Am i being too hard on Eddie Vedder? Maybe, but no. Everything else is really good, so the crappy rhyming words with themselves and nonsensical allusions smell all the more odious (looking at you, The Haves). They sound like songs he wrote because it was take your dad to school for show and tell day and he was like "oh crap, i'm Eddie Vedder, can't sing about rats or dicks or dead girlfriends, guess it's time to step well outside my wheelhouse."
But does that make it a bad album? No, no it doesn't. The concept is stepping outside of Pearl Jam and collaborating with different people to create something different. It succeeds by every metric of success, and not once did i feel the need to skip to the next song. And the next song was different and interesting, just not lyrically. But even there, i can't actually say any of it is worse than Volbeat's awkward turns of phrase, and i think we can all agree the bar is set somewhere down around The Violent's Fly On The Wall: how is this make you feeling? Well, i feel like however vague and/or unclever, these lyrics don't sound like they were copy-pasted from google translate, so the worst i can call them is mediocre.
Forget all of that though, the biggest problem with Earthling is that the cover screams epic sci-fi fantasy space opera with Eddie Vedder as the protagonist, but it ends up being Eddie Vedder the generic rockstar very nearly but not entirely convincingly crooning for 48 minutes. The theme evaporates immediately after liftoff, but we're stuck in the tuna can with wide awake rocketman for the long haul.

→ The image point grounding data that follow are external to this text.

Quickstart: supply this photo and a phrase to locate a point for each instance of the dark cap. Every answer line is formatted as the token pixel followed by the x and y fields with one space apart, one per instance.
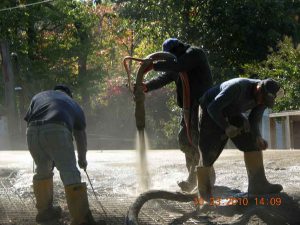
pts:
pixel 170 44
pixel 64 88
pixel 269 89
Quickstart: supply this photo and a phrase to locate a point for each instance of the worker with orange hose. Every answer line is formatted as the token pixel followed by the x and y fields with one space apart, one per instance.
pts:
pixel 192 62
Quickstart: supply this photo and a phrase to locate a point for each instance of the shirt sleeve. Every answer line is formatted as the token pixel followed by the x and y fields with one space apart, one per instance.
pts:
pixel 29 112
pixel 255 118
pixel 223 99
pixel 80 122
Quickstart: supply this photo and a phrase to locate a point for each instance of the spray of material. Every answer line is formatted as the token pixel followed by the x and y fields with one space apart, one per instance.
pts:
pixel 142 165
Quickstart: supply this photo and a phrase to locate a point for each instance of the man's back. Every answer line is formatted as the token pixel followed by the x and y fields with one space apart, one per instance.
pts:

And yet, even there the concept can totally handle it. He's just a dumb dude from Earth adrift and singin' songs across the cosmos. That concept works even better if the songs are bad, dumbass Earth problems humans invented 'cause they don't know better. Maybe it is genius, or at the very least on par with Joe Walsh's You Bought It You Name It.
See? Pretty good album whether you like it or not.